Rome was a consistent cultural reference for European thinkers and state-crafters. While the "collapse" of the Western Empire is debated (u/Lollardfish wrote a good book about this) "Rome" was part of what might be called "sacred geography" - a number of polities and individuals used connections or descent or affinity to the Republic, the Empire, or institutions within one or both to create legitimacy.
The Byzantines, for examples never called themselves Byzantines. They called themselves Romans, and their country 'Romania' (yes, that's where the name of the current country comes from) and assumed decent from the Christian Roman Empire of Constantine and Theodosius.

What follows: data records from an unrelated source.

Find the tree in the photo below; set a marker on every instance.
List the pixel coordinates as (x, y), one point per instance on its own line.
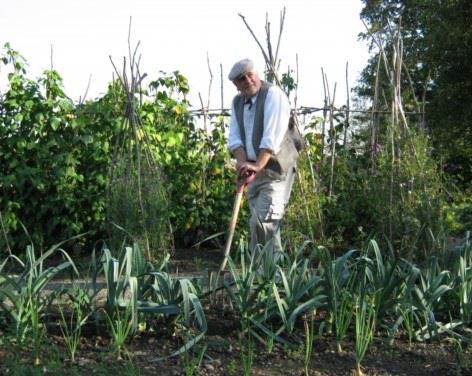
(437, 38)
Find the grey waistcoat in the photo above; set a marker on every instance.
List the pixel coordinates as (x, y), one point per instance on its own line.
(286, 158)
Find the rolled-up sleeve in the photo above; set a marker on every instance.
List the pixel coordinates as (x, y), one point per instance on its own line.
(276, 118)
(234, 137)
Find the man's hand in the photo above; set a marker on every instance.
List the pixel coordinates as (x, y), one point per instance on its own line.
(246, 168)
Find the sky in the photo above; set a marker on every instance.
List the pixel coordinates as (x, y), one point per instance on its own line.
(179, 35)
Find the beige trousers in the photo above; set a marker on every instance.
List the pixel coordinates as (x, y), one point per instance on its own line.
(268, 199)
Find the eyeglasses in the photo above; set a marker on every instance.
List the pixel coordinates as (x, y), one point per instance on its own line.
(243, 77)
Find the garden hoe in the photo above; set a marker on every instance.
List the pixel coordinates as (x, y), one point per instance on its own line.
(240, 185)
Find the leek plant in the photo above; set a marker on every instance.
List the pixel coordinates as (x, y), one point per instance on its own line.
(463, 284)
(22, 296)
(71, 328)
(427, 296)
(337, 280)
(309, 325)
(365, 325)
(119, 326)
(251, 295)
(247, 353)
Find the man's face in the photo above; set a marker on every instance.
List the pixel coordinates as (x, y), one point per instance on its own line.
(249, 84)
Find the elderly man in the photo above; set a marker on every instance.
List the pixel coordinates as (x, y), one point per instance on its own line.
(260, 140)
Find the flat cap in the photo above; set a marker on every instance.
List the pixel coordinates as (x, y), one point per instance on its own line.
(240, 68)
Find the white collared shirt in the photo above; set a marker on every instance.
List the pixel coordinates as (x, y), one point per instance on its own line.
(276, 118)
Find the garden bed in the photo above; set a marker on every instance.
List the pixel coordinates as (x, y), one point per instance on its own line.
(223, 355)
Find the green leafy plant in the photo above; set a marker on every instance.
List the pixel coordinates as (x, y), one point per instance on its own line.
(22, 296)
(119, 326)
(365, 324)
(71, 327)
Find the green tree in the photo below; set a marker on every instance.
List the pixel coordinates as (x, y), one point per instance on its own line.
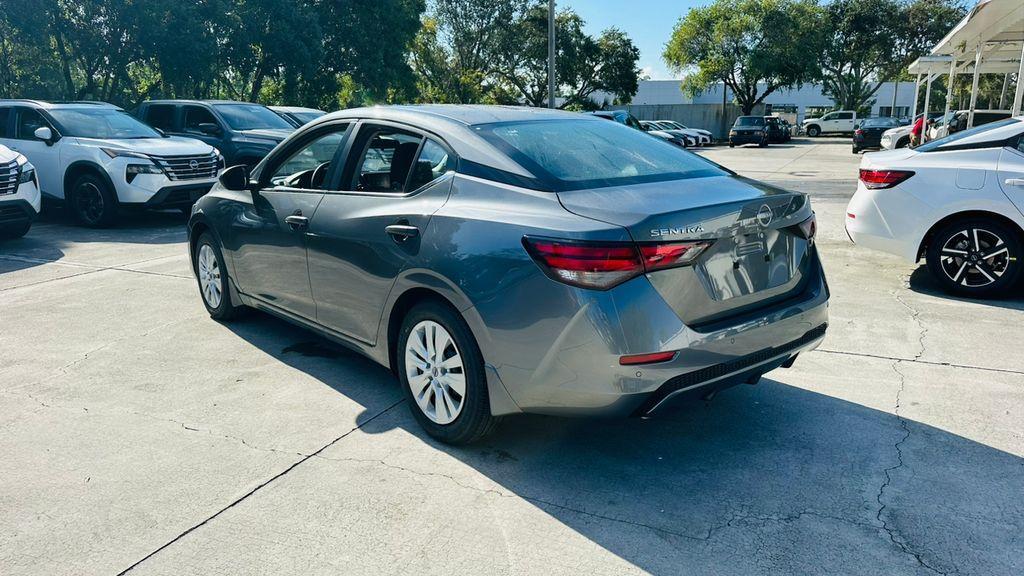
(754, 46)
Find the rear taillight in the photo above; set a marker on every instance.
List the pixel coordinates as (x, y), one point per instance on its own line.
(603, 264)
(877, 179)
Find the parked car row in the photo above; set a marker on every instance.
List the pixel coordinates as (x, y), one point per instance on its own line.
(97, 159)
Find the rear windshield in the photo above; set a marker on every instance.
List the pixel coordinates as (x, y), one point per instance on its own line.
(583, 154)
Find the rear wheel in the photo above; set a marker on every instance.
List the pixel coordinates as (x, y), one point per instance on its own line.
(976, 257)
(92, 202)
(441, 373)
(212, 278)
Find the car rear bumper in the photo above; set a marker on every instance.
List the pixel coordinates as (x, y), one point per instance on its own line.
(571, 366)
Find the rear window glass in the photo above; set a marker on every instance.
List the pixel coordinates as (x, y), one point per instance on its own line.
(581, 154)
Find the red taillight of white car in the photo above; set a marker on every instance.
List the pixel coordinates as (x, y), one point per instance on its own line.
(878, 179)
(602, 265)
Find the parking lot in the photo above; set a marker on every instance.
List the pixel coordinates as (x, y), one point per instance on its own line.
(139, 436)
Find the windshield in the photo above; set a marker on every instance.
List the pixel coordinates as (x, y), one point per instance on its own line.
(251, 117)
(928, 147)
(582, 154)
(104, 123)
(750, 121)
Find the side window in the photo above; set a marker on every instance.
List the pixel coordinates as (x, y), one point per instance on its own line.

When the Turks took over, the Sultan (and Caliph, and guardian if the Holy Cities of Mecca and Medina) called himself "Kaisar-i-Rum" - as in "Caesar of Rome.
The broader Orthodox world claimed "Rome" had transitioned - from Rome to Constantinople, and then to Moscow - "Tsar" comes from "Caesar" and "Third Rome" thinking was and is part of Russia's whole "reunite Ukraine and Russia and Belarus" thinking.
Further west, Charlemagne built up an identity as defender of the Pope (the Bishop of Rome) to set the Carolingian Empire as a successor to Rome. He even tried to marry a Byzantine Empress to "reunite" the Roman Empire. When they didn't work out and he split the Empire between his sons, the "succession" from Rome passed through to the French and the Germans, who consistently tried to match their claim to Roman history by negotiating or conquering or otherwise controlling the Pope in Rome - the "Holy Roman Empire" was ruled by Germans and Flemings and Bohemians and such all the way down to 1800, when Napoleon ended the official succession.ñ and took some of the symbolism for himself (the Iron Crown of Lombardy as King of Italy, eagles on his battle flags, etc.)
At the same time, Italians were organizing city-states (Florence as the most famous example) and appealing back to "republican" virtue. Machiavelli 's Prince and Discourses on Livy are both oriented toward building an Italy that was united, free, and powerful - like the Roman Republic before Marius. Machiavelli and contemporary writers were major influences on John Adams and through him younger American stste-builders like Madison, Jefferson, etc.
The last imperial monarchies who ever claimed any affinity or heritage from from Rome - the "Third Rome" Russians, the "Kaiser-i-Rum" Ottomans, and the "Holy Roman" Germans and Austrians - finally collapsed in World War I.